I think there is room for a collection of high-quality libraries that
are too specialized or too experimental to be in the standard.
> 2. I personally want as far
> away from C++ 03 as soon as is possible.
Agreed. I write my code now, for the currently available compiler(s).
For me that is the latest GCC, or maybe clang, or a vendor specific
compiler (AFAIK VS isn't a cross-compiler for bare-metal targets, so it
is not relevant, at least not for the target-dependent parts).
> 3. All the interesting new C++ 11 libraries you find around the
> internet have zero interest in trying to join Boost, with a very few
> honorable exceptions. That speaks volumes, to me at least.
I would be interesested, especially because of the review process.
> 1. Minimum required compiler feature set will be VS2014's. No use of
> Boost STL permitted where the C++ 11 STL provides a feature.
I totally agree
> 2. cmake instead of Boost.Build.
My libraries are headers-only, so I don't think this would matter much
to me.
> 3. Eliminate peer review in favour of a suite of automated libclang
> based AST analysers. Instead of persuading people to review
> libraries, persuade them to review and improve the AST analysers.
Testing is of course fine, but it can not evaluate architecture or
documentation.
> 4. Mandatory cross platform per-commit CI with unit testing exceeding
> 95% coverage. We don't care what unit test library is used so long as
> it can output results Jenkins can understand.

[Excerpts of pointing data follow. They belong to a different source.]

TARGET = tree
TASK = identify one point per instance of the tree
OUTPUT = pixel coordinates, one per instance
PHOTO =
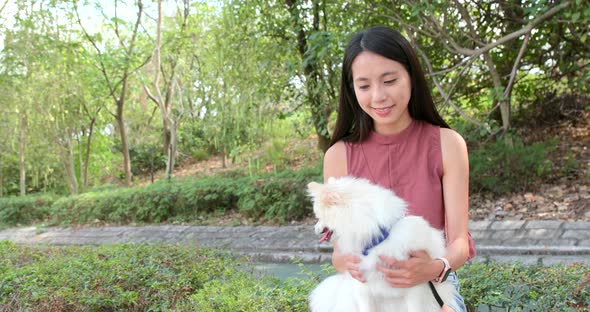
(470, 32)
(116, 72)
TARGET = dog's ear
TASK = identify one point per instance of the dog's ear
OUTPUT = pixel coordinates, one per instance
(314, 187)
(328, 199)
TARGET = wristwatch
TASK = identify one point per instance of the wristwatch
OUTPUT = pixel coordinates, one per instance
(445, 272)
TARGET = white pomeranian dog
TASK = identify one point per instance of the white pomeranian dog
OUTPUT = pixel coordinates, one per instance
(370, 221)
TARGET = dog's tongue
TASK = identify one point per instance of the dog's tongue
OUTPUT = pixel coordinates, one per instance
(326, 236)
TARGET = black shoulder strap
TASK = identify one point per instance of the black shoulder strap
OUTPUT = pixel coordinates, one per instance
(435, 293)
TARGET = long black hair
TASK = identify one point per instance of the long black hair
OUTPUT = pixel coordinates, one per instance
(352, 123)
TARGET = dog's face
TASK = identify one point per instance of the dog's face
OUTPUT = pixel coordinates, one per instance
(326, 201)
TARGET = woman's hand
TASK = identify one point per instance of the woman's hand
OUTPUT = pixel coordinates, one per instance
(418, 269)
(350, 263)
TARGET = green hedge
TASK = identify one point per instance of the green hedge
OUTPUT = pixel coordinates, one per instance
(276, 197)
(186, 278)
(25, 209)
(516, 287)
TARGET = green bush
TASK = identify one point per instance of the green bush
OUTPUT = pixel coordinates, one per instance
(106, 278)
(145, 158)
(508, 165)
(280, 197)
(516, 287)
(25, 209)
(139, 277)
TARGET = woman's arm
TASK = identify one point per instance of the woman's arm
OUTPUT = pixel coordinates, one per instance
(335, 161)
(456, 196)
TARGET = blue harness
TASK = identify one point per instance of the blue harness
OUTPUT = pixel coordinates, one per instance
(376, 240)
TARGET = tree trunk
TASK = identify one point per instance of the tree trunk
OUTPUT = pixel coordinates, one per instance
(498, 86)
(124, 143)
(320, 111)
(67, 157)
(21, 153)
(87, 155)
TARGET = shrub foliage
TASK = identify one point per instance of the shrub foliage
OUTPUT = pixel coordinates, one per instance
(186, 278)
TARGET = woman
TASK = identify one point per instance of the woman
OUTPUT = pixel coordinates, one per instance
(389, 132)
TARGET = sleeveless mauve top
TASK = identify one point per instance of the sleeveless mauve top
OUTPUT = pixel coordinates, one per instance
(410, 164)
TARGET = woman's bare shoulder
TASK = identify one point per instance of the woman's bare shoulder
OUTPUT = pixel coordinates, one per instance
(335, 161)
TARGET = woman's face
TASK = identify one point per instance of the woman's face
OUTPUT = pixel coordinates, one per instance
(382, 88)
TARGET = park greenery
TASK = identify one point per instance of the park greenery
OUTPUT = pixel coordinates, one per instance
(101, 93)
(183, 278)
(98, 95)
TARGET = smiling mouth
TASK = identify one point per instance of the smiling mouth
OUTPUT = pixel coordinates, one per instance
(382, 110)
(327, 235)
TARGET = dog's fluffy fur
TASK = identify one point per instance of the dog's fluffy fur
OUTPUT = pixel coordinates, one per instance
(354, 210)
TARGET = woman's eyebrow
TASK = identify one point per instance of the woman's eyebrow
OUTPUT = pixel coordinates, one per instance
(393, 72)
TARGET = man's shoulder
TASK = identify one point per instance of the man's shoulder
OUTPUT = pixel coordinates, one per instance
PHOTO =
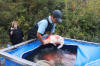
(44, 21)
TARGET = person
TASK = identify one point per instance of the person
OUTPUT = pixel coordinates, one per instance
(16, 35)
(55, 39)
(46, 25)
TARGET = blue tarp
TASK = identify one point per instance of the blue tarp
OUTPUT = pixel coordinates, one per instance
(87, 53)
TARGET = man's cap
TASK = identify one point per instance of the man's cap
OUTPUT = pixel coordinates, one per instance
(58, 15)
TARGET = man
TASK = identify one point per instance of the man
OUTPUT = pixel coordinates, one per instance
(46, 25)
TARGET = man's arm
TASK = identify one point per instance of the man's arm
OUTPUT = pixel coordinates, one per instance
(40, 37)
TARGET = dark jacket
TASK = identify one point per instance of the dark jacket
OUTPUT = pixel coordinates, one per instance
(32, 33)
(16, 37)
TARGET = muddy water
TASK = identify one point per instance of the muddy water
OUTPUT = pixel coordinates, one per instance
(49, 55)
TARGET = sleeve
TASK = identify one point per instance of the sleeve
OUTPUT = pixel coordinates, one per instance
(42, 26)
(53, 29)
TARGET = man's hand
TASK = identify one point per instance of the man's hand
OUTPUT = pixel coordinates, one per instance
(40, 38)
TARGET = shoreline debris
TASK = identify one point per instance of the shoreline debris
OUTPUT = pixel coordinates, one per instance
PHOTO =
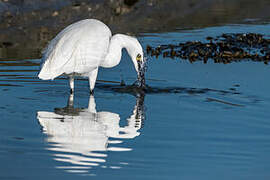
(227, 48)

Agreed in general, but how would you realize that for code that is
specific to a particular microcontroller?
> 5. Mandatory all green thread, memory, UB sanitisers and clean
> valgrind. All also tested per-commit.
"green thread"??
For the targets and applications I am interested in heap, exceptions,
RTTI, and all other things that requires more than a few kB of code
(that is nearly all standard libraries!) are out of the question.
> 6. Mandatory CI testing for exception safety. I am hoping a clang
> rewriter can basically patch all exception throws and have them
> randomly throw for testing.
>
> 7. Per-library source distributions
Yes!
> 10. BoostBook documentation using the Boost look and feel becomes
> mandatory. I've had enough with library authors thinking they can
> improve on BoostBook's output with things like using Comic Sans as
> the font or weird colour schemes throughout.
I have tried to make some sense of boostbook but I got nowhere. All
documentation about it seems to assume I know how to do thins that I
have never heard of. Note that I am mainly a Windows user.